In other lands I have visited, I have only dared give a tourist's impressions fortified by some acknowledged authority, or by those who have had the advantage of a long-time residence. My Japanese impressions can only hint at what this wonderful land offers in beauty, in poetic sentiment, and in development of life. To understand her people, one must be a student for years; even Lafcadio Hearn admitted, after sixteen years, that he knew very little of the land and of the people. Every bow, every courtesy embodies a tradition of ages, handed down from generation to generation. This truth should do away with the popular belief that Japanese courtesy is all affectation.

There is another statement that ought to be carefully considered; it is that the Japanese, as a people, are dishonest. I have heard this opinion expressed usually in a comparison between the Chinese and the Japanese, the instance of employment of Chinese bookkeepers and accountants being cited as proof. I talked with several persons who had ground for their belief, and the consensus of opinion exonerated the Japanese from so serious a charge. One said the Japanese, with all their versatility, have little aptitude for figures and realize it; another said that a descendant of the old samurai would scorn to take the position of a bookkeeper, considering the position beneath him. Everywhere in Japan I left doors and drawers unlocked and never lost an article. At the hotel in Yokohama, when leaving for a three days' absence, I applied at the office for keys to the chiffonier and wardrobe. The clerk said, "Does your door lock?" I replied, "Yes." "You need then have no fear, as the servants are invariably honest." One gentleman, however, admitted that in the matter of the verbal contract the Chinaman would consider it to be as binding as a written one, while the Japanese might break it. We Americans usually require written contracts at home, and we occasionally hear of dishonesty and defalcation; but would we for a moment like to be considered a dishonest people because of these isolated instances?

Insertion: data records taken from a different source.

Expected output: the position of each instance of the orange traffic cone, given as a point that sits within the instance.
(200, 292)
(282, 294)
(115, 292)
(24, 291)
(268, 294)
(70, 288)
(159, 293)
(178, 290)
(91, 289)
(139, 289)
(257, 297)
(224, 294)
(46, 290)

We were constantly meeting some one who was contrasting the two countries with a view of emphasizing China's supremacy. Many seemed jealous because Japan had succeeded in shaking off the shackles imposed by law and custom, and had made remarkable strides along the lines of progress. China with her wonderful past, her great resources and intellectual force, will do the same thing some day, when she emerges from a tyranny of law and tradition that covers a "modern" period of three thousand years. The victory of Japan over China in 1894 taught one lesson; but the Russian-Japanese war was even a greater lesson,—one that the new party in China has not failed to make use of, and only time can tell the outcome. The difference between the two nations is one of kind, not of degree; there is little racial sympathy between them, and fifty years from now, if one reads the signs correctly, there may be more sympathy between Japan and Russia than between Japan and China.

Mountains around Hakona

The Japanese are sincere in their unbounded desire to improve, particularly to acquire a knowledge of English and other languages. In shops or corners you will see unkempt boys poring over an English primer or reader. They are all provident as a people, and since the close of the war the nation has bent every energy toward industrial development.

Considerable has been said about the Japanese war loan; there is authority for stating that much of the money thus borrowed at that time was used for industrial expansion, as six railways alone were bought in 1906, and we have seen the amount expended in Manchuria in keeping up a long line in an alien land at a great expense. Of Japan's commercial future much might be said. Truly, we of the United States ought to respect a people who have ideals somewhat like our own.

So many courtesies had been extended to us at the Grand Hotel in Yokohama that we left with a profound feeling of appreciation. The steamer Korea, of the Pacific Line, was to be our home for sixteen days. A friend arrived from North China, who became my room-mate, and the conditions were in every way pleasant. The social life aboard was similar to that on an English steamer; many games were projected and prizes given, the most elaborate things being reserved for the Fourth of July, both for children and adults. Greatly to my surprise, I was awakened on that morning by a volley of fire-crackers from the end of the deck. A festive spirit prevailed all day, and in the evening an extensive concert was given in the salon.